# The uncertainty principle and the quantization of electron momentum in orbitals - Why are larger energy gaps considered more uncertain?

I am a chemist trying to understand how the uncertainty principle can be applied to the mechanics of atomic and molecular orbitals in order to have better intuitions about stability and reactivity. While it seems like this should be useful tool for quickly assessing stability and reactivity, I am struggling to wrap my head around it. I'll do my best to explain my confusion but if you want to skip straight to the question just jump to the last paragraph or two.

In spectroscopy, it is well known that the electronic transitions of electrons get smaller as the size of the orbital increases, leading to effects like larger conjugated pi systems absorbing progressively longer wavelengths of light and smaller quantum dots emitting higher energy light.

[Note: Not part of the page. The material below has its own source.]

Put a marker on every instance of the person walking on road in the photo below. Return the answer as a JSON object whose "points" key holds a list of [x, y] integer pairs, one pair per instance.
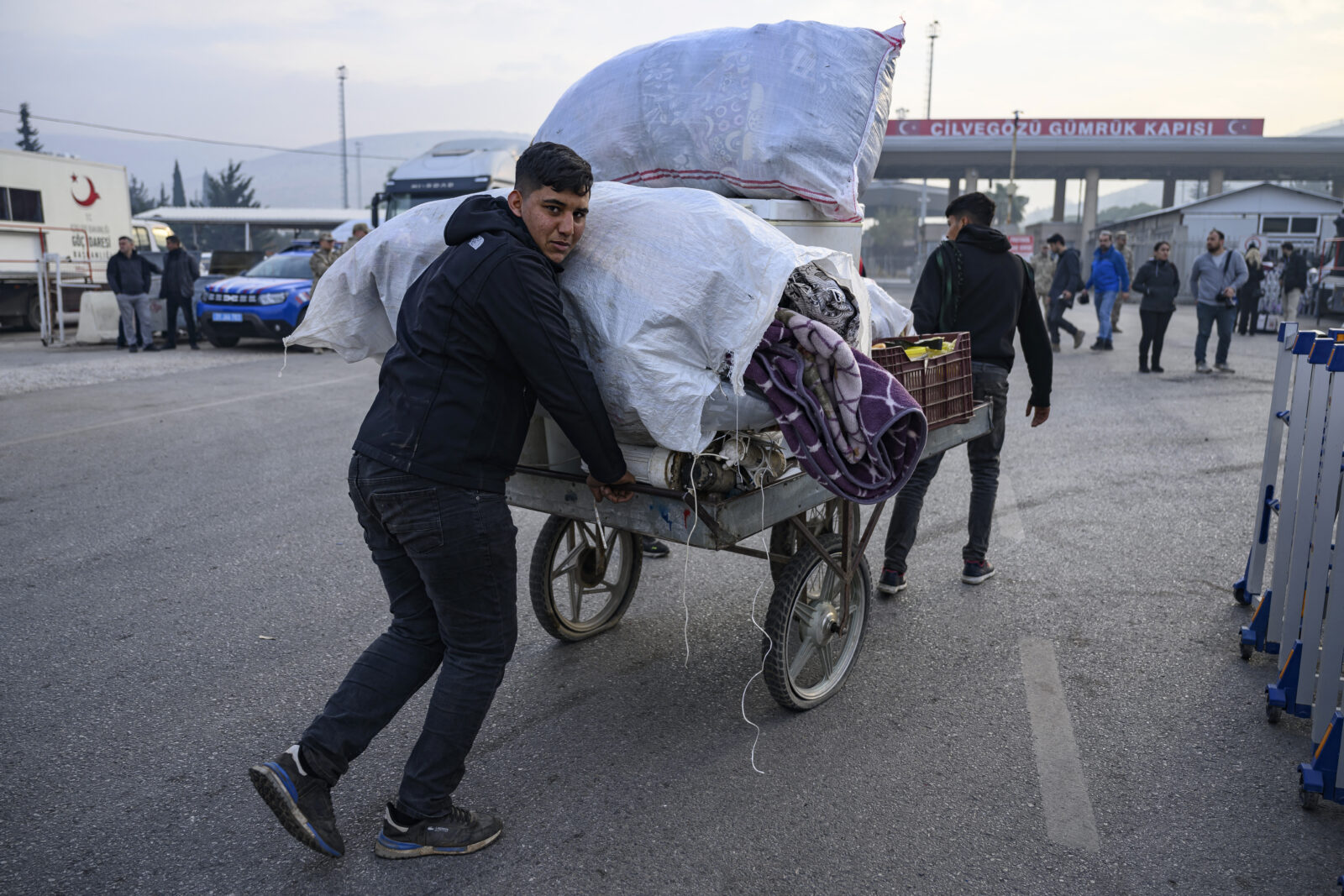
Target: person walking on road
{"points": [[480, 338], [1108, 282], [1214, 280], [324, 257], [1159, 282], [974, 284], [129, 275], [1247, 297], [176, 288], [1063, 286], [1128, 254], [1292, 282]]}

And of course, the Particle in a Box model, which chemists are exposed to in Physical Chemistry courses, explains why: because the smaller your box is $$Δx$$, the larger $$ΔE$$ will be for the momentum $$Δp$$ of a wave. And this is where the uncertainty Principle seems to come in. I'll quote the Wikipedia article on Particle in a Box:

"It can be shown that the uncertainty in the position of the particle is proportional to the width of the box.[9] Thus, the uncertainty in momentum is roughly inversely proportional to the width of the box.[8]"

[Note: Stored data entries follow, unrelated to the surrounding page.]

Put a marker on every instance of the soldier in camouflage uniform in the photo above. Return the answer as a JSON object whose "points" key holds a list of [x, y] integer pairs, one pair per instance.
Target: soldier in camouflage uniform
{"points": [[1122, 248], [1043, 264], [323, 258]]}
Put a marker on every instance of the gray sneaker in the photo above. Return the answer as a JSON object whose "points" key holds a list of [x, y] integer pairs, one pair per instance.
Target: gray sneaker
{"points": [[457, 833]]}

The Particle in a Box model seems to be saying that the reason electronic energy level gaps are inversely proportional to the size of atomic and molecular orbitals is because of the uncertainty principle. And, at first, I get it: as $$Δx$$ decreases, $$Δp$$ must increase.. except, when I think about this more, I don't get it. Here's why:

$$Δp$$ here refers to the gaps between the energy levels for electronic transitions (the principle quantum number $$n$$ is changing), which means that as the orbital gets larger the electronic transitions get smaller, closer together, and this is what is happening as the momentum is becoming more certain. But how is it possible for the momentum to be more certain as the energy gaps get smaller? If you take this to the extreme, then the energy gaps get close to zero and the momentum of the electron would be all over the place from tiny energy fluctuations.. it would be uncertain. And you can take the opposite extreme.. if the gaps get infinitely large, then you know for certain that the momentum of the electron will not change because it would need a relatively large amount of energy to jump the gap.. but the uncertainty principle seems to be saying that a really big gap would mean a lot of uncertainty. You can even see this relationship between momentum uncertainty and the energy gap play out in Boltzmann statistics, which can be used to tell you the population (or probability) of electrons at each energy level based on the temperature and the size of the gap.. the smaller the gap is, the more spread out electrons will be among the energy levels and vice versa.

How do large quantum energy gaps correlate with more uncertainty? How do smaller quantum energy gaps correlate with less uncertainty? It seems like there must be some conceptual intuition here which makes sense out of this. Is it because the larger the gaps are, the more the momentum will be spread throughout the gap? But that seems like it contradicts the whole notion of quantization.

EDIT: According to this derivation of momentum uncertainty in PIAB, $$\sigma_p = \frac{\bar h \pi n}{\ell}$$, so uncertainty of momentum is proportional to $$n$$ and inversely proportional to $$\ell$$, so the uncertainty of momentum increases as $$n$$ increases but is also decreases as the size of orbitals increase with $$n$$. I dunno if this helps, don't have time to think about it yet, gotta go to bed.

Lets start here, the hydrogen atom orbits, which are really orbitals, probability loci.

$$λ=h/p$$ $$p=h/λ$$ so dhe higher the n the smaller the $$p$$

I would express the Heisenberg uncertainty $$dpdx>h/4π$$ not with respect to the gaps between n levels, but take the momentum of the n level itself.

In this link there is the orbital for level n=1

I think the HUP is the effective envelope for the uncertainty in the position of the electron in this simple example.